In "Vera's Room," a woman who is unable to conceive negotiates a tense relationship with the seven-year-old girl she and her husband have adopted. In "Embrace," Theresa, a young woman who has just had an abortion decides to give up on sexual desire and settle with a divorced father who can provide her with safety. And in "Sis," Jenny moves back to Toronto from Winnipeg in order to start her life over and reconnect with her step-brother, with whom she shares complicated and tragic childhood.
These are stories about the vagaries of family and the narrow chasm between longing and grief; with a deft hand and a knowing eye, Kelli Deeth creates stories that are devastating, incisive portraits of dysfunction and desire.
As she stood there, she could almost hear Michael's voice, a firm voice that shook when he was upset. He would tell her to be happy with who she was, to hold her head up, to be proud of the choices she had made, because she had made them with her own well-being in mind. She and Michael were a family, and who was to say they were not? They were a family like anyone else; no one was missing, no one was wanted, no one would leave the other, and no one would be left alone to fend for themselves. The things they said to each other, over and over; words whose meanings brought little comfort, no matter how beautiful and logical they were, no matter how often they were said, who said them or who heard them, whose voice trembled or whose broke.
Kelli Deeth delivers powerful narratives that are both alarming and realistic ... The Other Side of Youth is a series of finely honed short stories, the kind that linger in the mind well after the book is finished. The extremely rich subject matter and the author's ability to write satisfying endings could well be the reasons for this. Deeth is a great writer of short fiction, and The Other Side of Youth is the best collection of short stories I have read in recent memory.
-The Globe and Mail
Deeth illustrates how significant the quotidian marginalization of women - and the concurrent curtailment of their complex desires and opportunities - can truly be.
-National Post
As her debut book of spare stories, The Girl Without Anyone, artfully exhibited, Deeth can write a model story -- compact, distinct, eerie, and stick-with-you memorable. Here, each individual story represents an admirable effort, carefully constructed and observed.
-Vancouver Sun
The mournful, aching stories in Kelli Deeth's The Other Side of Youth play both sides of womanhood - girls mired in the banality of suburban adolescence, adult women struggling with childlessness or empty marriages. Her layers of imagery build exact, poetic worlds.
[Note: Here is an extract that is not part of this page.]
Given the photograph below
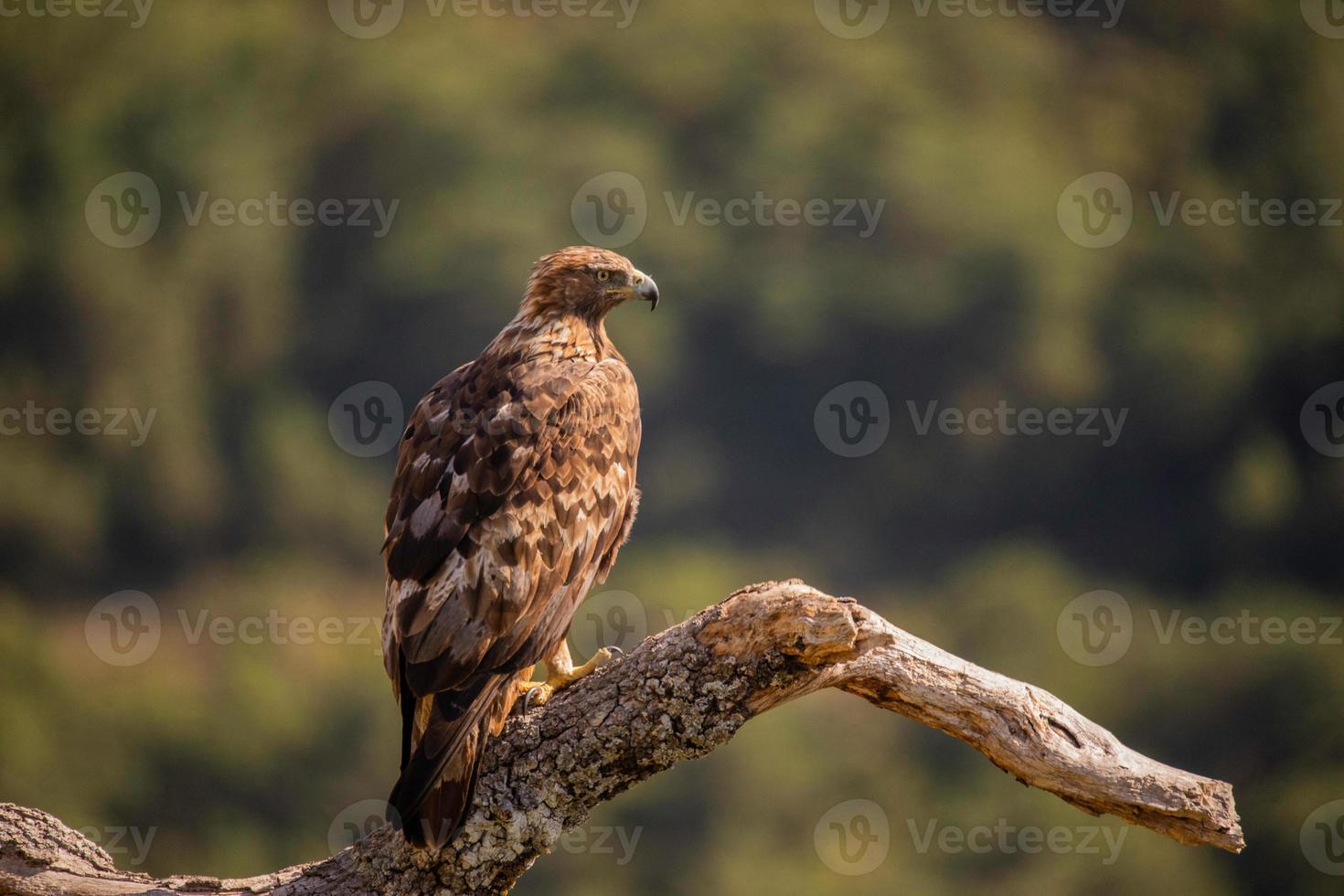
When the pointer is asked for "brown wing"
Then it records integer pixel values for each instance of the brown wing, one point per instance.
(514, 491)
-Caroline Adderson, The Globe and Mail
A collection of acute and subtle short stories ... The prose is startlingly vigilant in its precision.
-Lemon Hound
From The Other Side Of Youth comes an unsparing view of families and romantic relationships wrought by imperfect love. Kelli Deeth's stories are unflinchingly honest and, in their crystalline depictions of unhappiness, rich with compassion.
-Kevin Chong, author of Beauty Plus Pity
A warning: these are the kind of stories, so resonant and startling, that they'll make you lose your breath, want to read sentences aloud, tear off paragraphs and hang them on your wall. Kelli Deeth mines the beauty and longing of women's lives with a rare restraint and precision. These stories are exquisite and heartbreaking, and seem destined to become classics.
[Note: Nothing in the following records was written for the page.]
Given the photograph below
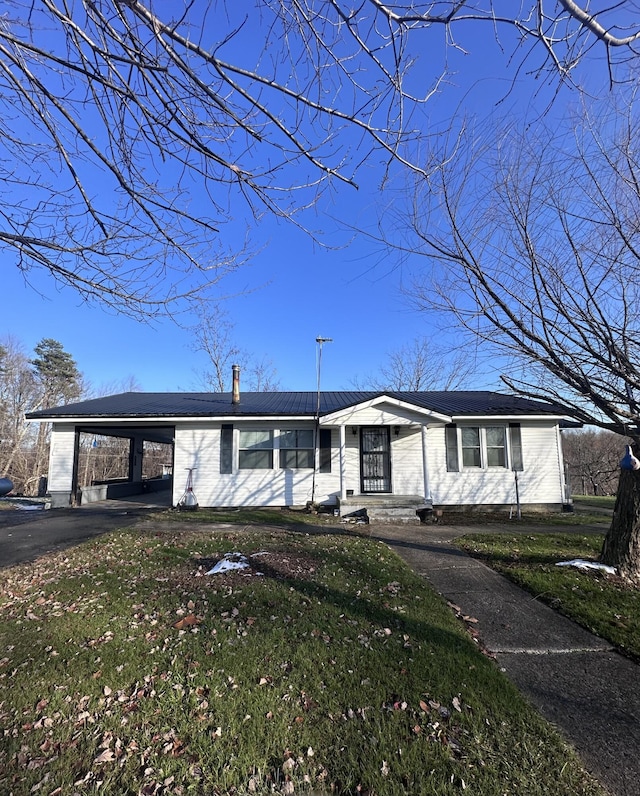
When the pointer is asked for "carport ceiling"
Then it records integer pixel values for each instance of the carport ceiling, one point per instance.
(163, 434)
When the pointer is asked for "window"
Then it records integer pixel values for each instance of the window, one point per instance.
(226, 448)
(471, 447)
(255, 450)
(296, 449)
(496, 446)
(325, 450)
(482, 447)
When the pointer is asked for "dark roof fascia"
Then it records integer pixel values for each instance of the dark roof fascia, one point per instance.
(292, 404)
-Rebecca Godfrey, author of Under the Bridge and The Torn Skirt
Each story in The Other Side of Youth is a finely tuned powerhouse.
-Quill and Quire (STARRED REVIEW)
Deeth explores the mysterious hinterland of 30-something women who are on the brink of leaving their youth behind ... [She] touches upon these lives with the deft hand of a writer pulling not from memory, but from some place where an innate self-awareness lies. -PopMatters
The people in Kelli Deeth's stories are beautifully, perfectly confused: full of longing and doubt, moved by urges they can't quite understand. They get into the wrong cars, bring home the wrong guys; they bristle against their edgy domesticity. Birth and death are pole stars here; characters wander from one to the other, finding shelter where they can. This is a brilliant book: elegant, honest, and raw. Kelli Deeth is an astonishing writer.
-David Whitton, author of The Reverse Cowgirl
Vast journeys in miniature, as seen through our flawed jewel of a world. Deeth's deft language and simmering emotion place her amongst our masters of short fiction; her plethora of characters will become such a permanent part of your life, you'll need to rent a van.
-Adam Lewis Schroeder, author of In the Fabled East and Empress of Asia
Deeth writes deftly and expertly about matters of the heart, about the private conversations we have with ourselves and the burden of loneliness we often feel even within the embrace of our closest, most intimate relationships. Her characters are fully realized-unafraid to reveal either their tough survival instincts or the dark truth of their own vulnerability.